5. What down payment is required?
The exact down payment amount depends on the type of SBA loan you are looking for and the financial institution you are working with. For SBA 7 (a) loans, a down payment can be as low as 10%. In some cases, the SBA may require the borrower to provide a slightly larger down payment or additional collateral.
6. Is collateral required for an SBA loan? If a business does not have a guarantee, can it still qualify?
The SBA will require the borrower to pledge collateral available to help secure the loan. However, business owners with limited collateral may still be eligible to apply for an SBA loan.
7. How do I apply for an SBA loan?
To apply for an SBA loan, you must work with a lender who is experienced in providing SBA loans and has a trained staff of SBA loan professionals. Make sure the lender you choose has an SBA Preferred Lender (PLP) designation. This means that they have a proven track record in successfully processing SBA guaranteed loans and have the authority to unilaterally approve SBA loans which speeds up the process. If you are applying for an SBA loan from a bank, you should contact a business development manager or SBA relationship manager. They will walk you through the process, provide you with all the necessary loan application forms, and help answer all of your questions. After you have gathered all the paperwork and completed the application forms, you submit your loan application to your lender so that they can take out, approve, and close your SBA loan.
8. How long does it take to get an SBA loan?
The process for approving an SBA loan depends on the type of loan you are applying for and the type of lender you are using. For an SBA loan (7), the turnaround time can be as short as 45 days if you use an experienced PLP lender. However, the process can take significantly longer if you are working with a lender who does not have a Preferred Lender designation.
While non-preferred lenders must send the documents to the SBA for review and approval, preferred lenders have the full authority to make the final credit decision themselves, which allows for faster approvals and speeds up the overall process. Once a preferred lender receives the final information and loan application forms from the borrower, they can usually make a preliminary credit decision within a few business days. The entire process (from loan application to financing) typically takes around 45-60 days.
9. Can SBA loans be used to refinance existing debt?
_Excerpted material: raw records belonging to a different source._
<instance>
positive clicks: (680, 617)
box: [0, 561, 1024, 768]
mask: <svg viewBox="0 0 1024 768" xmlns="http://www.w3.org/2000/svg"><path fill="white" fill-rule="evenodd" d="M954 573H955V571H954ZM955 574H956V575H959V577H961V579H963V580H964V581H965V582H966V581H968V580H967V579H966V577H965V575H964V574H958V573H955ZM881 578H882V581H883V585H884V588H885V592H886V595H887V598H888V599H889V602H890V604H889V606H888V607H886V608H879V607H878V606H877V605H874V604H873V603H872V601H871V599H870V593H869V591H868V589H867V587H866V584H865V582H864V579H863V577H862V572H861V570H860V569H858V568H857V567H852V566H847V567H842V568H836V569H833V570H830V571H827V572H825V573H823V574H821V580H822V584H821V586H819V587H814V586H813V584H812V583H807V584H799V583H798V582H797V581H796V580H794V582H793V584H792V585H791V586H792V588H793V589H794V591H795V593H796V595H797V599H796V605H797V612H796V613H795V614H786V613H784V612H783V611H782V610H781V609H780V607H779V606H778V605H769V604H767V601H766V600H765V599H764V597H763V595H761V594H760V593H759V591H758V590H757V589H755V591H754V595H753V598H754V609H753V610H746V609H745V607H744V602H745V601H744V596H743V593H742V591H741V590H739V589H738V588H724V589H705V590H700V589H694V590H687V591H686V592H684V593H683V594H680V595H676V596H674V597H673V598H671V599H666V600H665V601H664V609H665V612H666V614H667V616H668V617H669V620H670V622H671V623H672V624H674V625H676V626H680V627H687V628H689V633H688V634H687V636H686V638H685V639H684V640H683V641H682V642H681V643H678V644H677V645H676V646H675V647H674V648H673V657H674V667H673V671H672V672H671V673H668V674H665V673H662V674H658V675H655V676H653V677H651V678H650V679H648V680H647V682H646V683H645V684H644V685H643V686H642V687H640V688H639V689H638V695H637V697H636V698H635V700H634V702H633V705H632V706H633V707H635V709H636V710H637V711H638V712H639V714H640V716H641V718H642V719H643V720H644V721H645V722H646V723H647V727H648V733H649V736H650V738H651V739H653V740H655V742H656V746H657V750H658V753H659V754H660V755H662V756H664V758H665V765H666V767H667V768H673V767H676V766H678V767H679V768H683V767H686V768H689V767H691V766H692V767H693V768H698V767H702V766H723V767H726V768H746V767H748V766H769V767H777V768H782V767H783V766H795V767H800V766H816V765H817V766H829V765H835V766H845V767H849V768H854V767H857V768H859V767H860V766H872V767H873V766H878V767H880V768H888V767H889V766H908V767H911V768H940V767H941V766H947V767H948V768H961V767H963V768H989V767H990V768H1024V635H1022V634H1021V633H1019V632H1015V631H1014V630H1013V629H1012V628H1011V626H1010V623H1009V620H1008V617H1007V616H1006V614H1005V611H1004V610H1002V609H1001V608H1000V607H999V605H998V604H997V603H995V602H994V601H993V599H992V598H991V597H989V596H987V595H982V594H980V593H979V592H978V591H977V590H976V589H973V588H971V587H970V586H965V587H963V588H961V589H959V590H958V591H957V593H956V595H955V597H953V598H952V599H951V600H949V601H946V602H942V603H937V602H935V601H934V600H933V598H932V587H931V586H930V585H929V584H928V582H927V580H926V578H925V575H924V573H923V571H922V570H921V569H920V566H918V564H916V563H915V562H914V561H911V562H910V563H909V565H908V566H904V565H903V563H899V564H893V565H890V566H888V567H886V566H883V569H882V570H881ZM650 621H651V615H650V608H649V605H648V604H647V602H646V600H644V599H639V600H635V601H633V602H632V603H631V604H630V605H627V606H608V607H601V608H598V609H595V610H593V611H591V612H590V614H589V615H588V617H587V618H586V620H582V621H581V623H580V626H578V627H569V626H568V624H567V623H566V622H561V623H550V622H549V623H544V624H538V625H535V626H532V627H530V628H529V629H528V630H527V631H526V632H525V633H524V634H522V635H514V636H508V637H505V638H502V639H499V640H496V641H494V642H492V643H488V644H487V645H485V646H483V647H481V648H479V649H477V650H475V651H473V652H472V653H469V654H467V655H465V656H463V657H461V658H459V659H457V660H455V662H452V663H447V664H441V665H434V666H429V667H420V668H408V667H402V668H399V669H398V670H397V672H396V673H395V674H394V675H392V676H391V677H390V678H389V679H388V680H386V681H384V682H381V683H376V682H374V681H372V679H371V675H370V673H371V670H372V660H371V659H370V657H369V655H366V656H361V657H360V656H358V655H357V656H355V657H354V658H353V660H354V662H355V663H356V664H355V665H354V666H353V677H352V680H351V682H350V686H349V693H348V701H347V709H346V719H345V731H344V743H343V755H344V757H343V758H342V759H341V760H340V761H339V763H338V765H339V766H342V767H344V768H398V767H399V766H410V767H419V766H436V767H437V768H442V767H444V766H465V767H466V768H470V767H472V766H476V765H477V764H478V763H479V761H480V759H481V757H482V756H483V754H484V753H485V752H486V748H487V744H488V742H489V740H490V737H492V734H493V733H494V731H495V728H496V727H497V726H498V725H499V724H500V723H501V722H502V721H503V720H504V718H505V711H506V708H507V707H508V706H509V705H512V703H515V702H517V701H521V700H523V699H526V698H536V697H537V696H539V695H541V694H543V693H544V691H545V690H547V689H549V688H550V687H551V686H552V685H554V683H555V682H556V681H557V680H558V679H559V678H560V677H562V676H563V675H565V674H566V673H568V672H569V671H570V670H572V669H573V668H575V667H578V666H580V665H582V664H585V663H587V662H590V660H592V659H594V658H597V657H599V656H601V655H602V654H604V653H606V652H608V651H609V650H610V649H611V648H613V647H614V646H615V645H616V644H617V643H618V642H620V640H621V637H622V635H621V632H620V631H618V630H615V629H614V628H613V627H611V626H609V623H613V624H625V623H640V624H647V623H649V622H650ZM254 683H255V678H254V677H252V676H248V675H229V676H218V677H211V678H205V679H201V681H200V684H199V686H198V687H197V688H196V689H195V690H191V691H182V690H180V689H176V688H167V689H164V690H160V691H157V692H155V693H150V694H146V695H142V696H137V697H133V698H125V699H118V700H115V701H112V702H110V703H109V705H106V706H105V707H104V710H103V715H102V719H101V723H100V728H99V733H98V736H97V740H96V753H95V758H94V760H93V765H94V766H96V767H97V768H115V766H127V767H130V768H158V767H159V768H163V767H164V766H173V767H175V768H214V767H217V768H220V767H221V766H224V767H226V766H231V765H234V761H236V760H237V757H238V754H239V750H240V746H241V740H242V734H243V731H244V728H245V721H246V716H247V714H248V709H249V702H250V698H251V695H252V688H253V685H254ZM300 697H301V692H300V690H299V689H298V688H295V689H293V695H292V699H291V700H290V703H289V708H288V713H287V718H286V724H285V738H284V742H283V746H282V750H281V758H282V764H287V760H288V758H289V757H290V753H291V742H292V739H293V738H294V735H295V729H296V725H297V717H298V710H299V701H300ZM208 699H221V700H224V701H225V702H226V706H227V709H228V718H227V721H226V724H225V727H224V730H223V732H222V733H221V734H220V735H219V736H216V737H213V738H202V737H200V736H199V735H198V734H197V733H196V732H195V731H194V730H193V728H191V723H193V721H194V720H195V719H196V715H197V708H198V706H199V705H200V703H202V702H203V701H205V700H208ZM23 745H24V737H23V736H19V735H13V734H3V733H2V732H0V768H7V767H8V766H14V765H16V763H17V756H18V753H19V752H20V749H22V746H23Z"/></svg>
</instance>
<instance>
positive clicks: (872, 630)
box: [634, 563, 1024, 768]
Yes, SBA loans work great for refinancing existing commercial debt. There are many online and traditional lenders that offer short term business loans with high interest rates. SBA loans can help by increasing the term of the loan and lowering the interest rate on the existing loan, which can significantly reduce the borrower’s monthly payments and help improve the cash flow of the business.
10. Can you take out multiple SBA loans? If so, what are the eligibility conditions?
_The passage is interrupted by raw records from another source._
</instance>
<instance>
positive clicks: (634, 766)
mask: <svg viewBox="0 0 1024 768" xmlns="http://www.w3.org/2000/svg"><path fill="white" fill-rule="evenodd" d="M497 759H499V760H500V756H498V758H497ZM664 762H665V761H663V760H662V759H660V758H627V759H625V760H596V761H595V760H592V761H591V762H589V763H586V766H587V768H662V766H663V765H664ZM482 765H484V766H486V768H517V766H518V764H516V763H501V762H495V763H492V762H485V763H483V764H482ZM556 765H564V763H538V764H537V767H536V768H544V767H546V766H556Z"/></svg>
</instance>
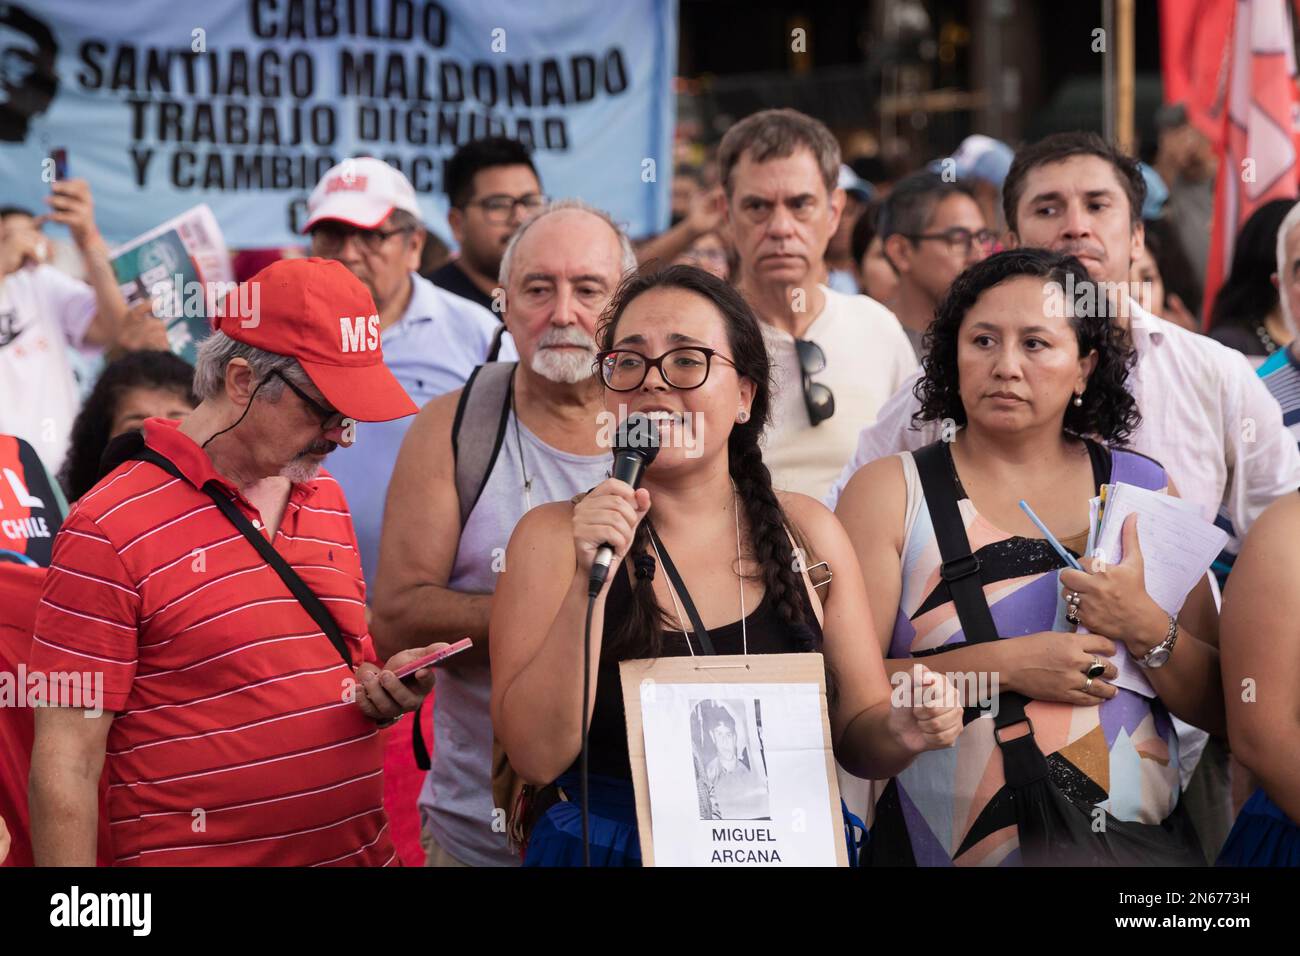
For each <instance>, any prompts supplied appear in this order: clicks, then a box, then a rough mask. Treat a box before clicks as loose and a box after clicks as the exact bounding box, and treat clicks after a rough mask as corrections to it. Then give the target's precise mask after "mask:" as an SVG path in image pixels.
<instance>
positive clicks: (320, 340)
mask: <svg viewBox="0 0 1300 956" xmlns="http://www.w3.org/2000/svg"><path fill="white" fill-rule="evenodd" d="M246 286H247V289H239V290H238V294H237V295H231V297H229V298H227V299H226V303H225V307H224V308H221V310H218V315H217V316H216V319H213V323H212V324H213V328H214V329H216V330H217V332H222V333H225V334H226V336H227V337H229V338H233V339H235V341H237V342H243V343H244V345H248V346H253V347H256V349H261V350H264V351H266V352H273V354H276V355H283V356H287V358H292V359H296V362H298V364H299V367H300V368H302V369H303V372H305V373H307V377H308V378H311V382H312V385H315V386H316V388H317V389H318V390H320V393H321V395H324V398H325V401H326V402H329V405H330V406H333V408H331V411H330V418H329V419H325V421H329V420H330V419H333V418H348V419H354V420H356V421H391V420H393V419H400V418H404V416H407V415H415V414H416V412H417V411H419V408H417V407H416V406H415V402H412V401H411V399H409V398H408V397H407V393H406V390H404V389H403V388H402V385H400V384H399V382H398V380H396V378H394V377H393V373H391V372H390V371H389V368H387V365H385V364H383V349H382V346H381V342H380V316H378V308H376V306H374V299H373V298H372V297H370V293H369V290H368V289H367V287H365V286H364V285H363V284H361V281H360V280H359V278H356V276H354V274H352V273H351V272H350V271H348V269H347V268H346V267H344V265H343V264H342V263H339V261H337V260H334V259H315V258H312V259H282V260H281V261H278V263H273V264H270V265H268V267H266V268H265V269H263V271H261V272H259V273H257V274H256V276H253V277H252V278H251V280H248V282H247V284H246ZM321 411H324V407H321ZM326 431H331V429H326Z"/></svg>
Yes, a borrower can have more than one SBA loan over the life of a business, as a business qualifies for SBA and lender eligibility for each loan it takes. However, the combined amount of these loans should not exceed the SBA program borrowing limits, which vary depending on the type of SBA loan. For example, the borrowing limit for SBA 7 (a) loans is $ 5 million.
(Photo credit): Gettyimages.com/skynesher
“Make sure that the lender you choose has an SBA Preferred Lender (PLP) designation as they have a proven track record in processing SBA guaranteed loans and have the authority to unilaterally approve SBA loans, which speeds up the process. process. ”
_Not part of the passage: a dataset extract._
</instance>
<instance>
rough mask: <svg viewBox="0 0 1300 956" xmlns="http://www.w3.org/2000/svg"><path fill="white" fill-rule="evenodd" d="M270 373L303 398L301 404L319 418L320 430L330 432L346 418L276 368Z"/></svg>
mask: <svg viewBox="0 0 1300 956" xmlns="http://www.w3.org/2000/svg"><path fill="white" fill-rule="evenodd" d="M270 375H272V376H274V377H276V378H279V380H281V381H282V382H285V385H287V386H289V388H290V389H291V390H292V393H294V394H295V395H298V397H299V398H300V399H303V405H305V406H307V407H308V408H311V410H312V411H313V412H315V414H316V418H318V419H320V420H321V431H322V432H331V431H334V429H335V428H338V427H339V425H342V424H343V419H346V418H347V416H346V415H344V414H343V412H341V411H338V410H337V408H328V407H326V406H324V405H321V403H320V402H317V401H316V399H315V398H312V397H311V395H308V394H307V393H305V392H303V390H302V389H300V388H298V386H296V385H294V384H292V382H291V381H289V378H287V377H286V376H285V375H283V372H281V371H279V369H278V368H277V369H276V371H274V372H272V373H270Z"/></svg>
11. Can an SBA loan be combined with other types of loans?
Yes, SBA loans can be combined with conventional loans or other types of non-SBA loans to help business owners and amplify business growth.
12. What is the biggest misconception about SBA loans?
Probably the most common misconception about SBA loans is that obtaining an SBA loan is a lengthy process due to the amount of paperwork required and the time required to review an SBA loan application. If you are working with a preferred lender who has a seasoned staff who know the process and have experience in the SBA industry, you should be able to get an SBA loan quickly and efficiently.